Here, I’ll share three short observations gained from our eight days exploring the city, its waterfront areas and neighborhoods.
1. Respect for the Environment. From just about every corner in Vancouver, one is treated to a view of something pleasurable. Whether it was the mountains to the north, the water along Burrard Inlet or False Creek or even the so-called “built environment” developed by man, we were enamored just looking around.
And, the forested masterpiece — Stanley Park — even maintained its grandeur with a the four-lane Causeway running through it. What’s more, people had great respect for their surroundings: We saw very little litter and very little graffiti. As for crime: We saw none, read about none or experienced none.
2. Diversity Works. Yes, Vancouver has the obligatory Chinatown, but it’s adjacent to a kind of “skid row” and there’s not a lot to see. To get a flavor of just how diverse the city has become, visit, the neighborhoods like West End and Kitsilano.
Everywhere we found people, businesses and restaurants of all kinds — all living and working in apparent harmony. Along Davie Street in the heart of the LGBT community, the crosswalk pavement markers at Bute Steet were in a rainbow pattern. And, Native Americans or descendants of the First Nation are remembered and respected.
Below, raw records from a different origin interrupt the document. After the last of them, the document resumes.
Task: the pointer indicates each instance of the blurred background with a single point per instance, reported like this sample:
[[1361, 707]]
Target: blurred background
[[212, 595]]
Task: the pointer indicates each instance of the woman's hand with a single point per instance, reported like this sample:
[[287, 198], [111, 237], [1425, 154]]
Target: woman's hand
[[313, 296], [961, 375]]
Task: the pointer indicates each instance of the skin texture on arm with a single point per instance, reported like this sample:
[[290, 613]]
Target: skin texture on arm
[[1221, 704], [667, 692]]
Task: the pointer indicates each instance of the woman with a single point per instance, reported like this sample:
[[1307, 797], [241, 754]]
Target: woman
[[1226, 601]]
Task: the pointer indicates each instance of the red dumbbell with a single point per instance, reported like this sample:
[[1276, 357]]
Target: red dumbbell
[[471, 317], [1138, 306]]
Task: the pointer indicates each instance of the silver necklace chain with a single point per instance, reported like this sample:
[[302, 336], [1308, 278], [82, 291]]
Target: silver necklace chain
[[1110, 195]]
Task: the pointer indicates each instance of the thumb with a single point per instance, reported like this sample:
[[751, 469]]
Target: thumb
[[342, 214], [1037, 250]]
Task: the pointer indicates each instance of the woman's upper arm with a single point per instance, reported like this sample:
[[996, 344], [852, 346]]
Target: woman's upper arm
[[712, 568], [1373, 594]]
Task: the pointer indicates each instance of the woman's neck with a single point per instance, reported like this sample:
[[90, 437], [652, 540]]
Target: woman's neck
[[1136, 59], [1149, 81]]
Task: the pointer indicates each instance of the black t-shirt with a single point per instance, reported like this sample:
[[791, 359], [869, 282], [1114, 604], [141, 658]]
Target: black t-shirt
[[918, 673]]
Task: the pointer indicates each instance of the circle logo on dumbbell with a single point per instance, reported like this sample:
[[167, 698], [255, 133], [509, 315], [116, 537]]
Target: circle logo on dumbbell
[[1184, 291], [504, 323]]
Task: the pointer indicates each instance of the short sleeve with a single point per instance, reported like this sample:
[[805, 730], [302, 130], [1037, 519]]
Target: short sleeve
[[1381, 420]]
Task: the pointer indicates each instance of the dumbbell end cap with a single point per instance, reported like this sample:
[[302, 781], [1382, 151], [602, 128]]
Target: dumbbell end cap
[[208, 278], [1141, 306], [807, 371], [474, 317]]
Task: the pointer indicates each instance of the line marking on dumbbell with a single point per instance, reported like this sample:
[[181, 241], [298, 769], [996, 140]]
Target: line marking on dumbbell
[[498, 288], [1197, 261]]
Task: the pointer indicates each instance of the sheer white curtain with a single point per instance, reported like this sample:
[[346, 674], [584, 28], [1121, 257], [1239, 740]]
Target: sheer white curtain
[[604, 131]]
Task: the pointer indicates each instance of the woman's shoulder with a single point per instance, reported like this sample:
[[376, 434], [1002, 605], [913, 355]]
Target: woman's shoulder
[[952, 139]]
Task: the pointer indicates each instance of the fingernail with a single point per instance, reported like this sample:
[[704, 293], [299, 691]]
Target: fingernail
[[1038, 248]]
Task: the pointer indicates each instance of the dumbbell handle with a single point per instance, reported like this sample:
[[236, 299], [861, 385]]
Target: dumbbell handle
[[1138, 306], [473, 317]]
3. What’s Left of Vancouver’s Architectural History? In researching Vancouver, I learned the city was destroyed by a fire in 1886, just a few years after fire destroyed much of my home city of Chicago. And, like the people of Chicago, the citizens of Vancouver rebuilt a new, better, more modern city.
But strolling through the Coal Harbour and West End neighborhoods, there was little left of traditional neighborhoods of single family homes. Our wonderful apartment, in a tower 30 stories tall, more than likely replaced several much more modern structures. This Facebook site — ” a lament for, and celebration of, the vanishing character homes in Vancouver” — even chronicles homes leveled to build more dense properties.
Perhaps the ideal weather — 80s by day with lots of sun — just added to our enjoyment of Vancouver. But we think the city would have made lasting memories even if it rained much of the time.
The week after we returned to Chicago, it did.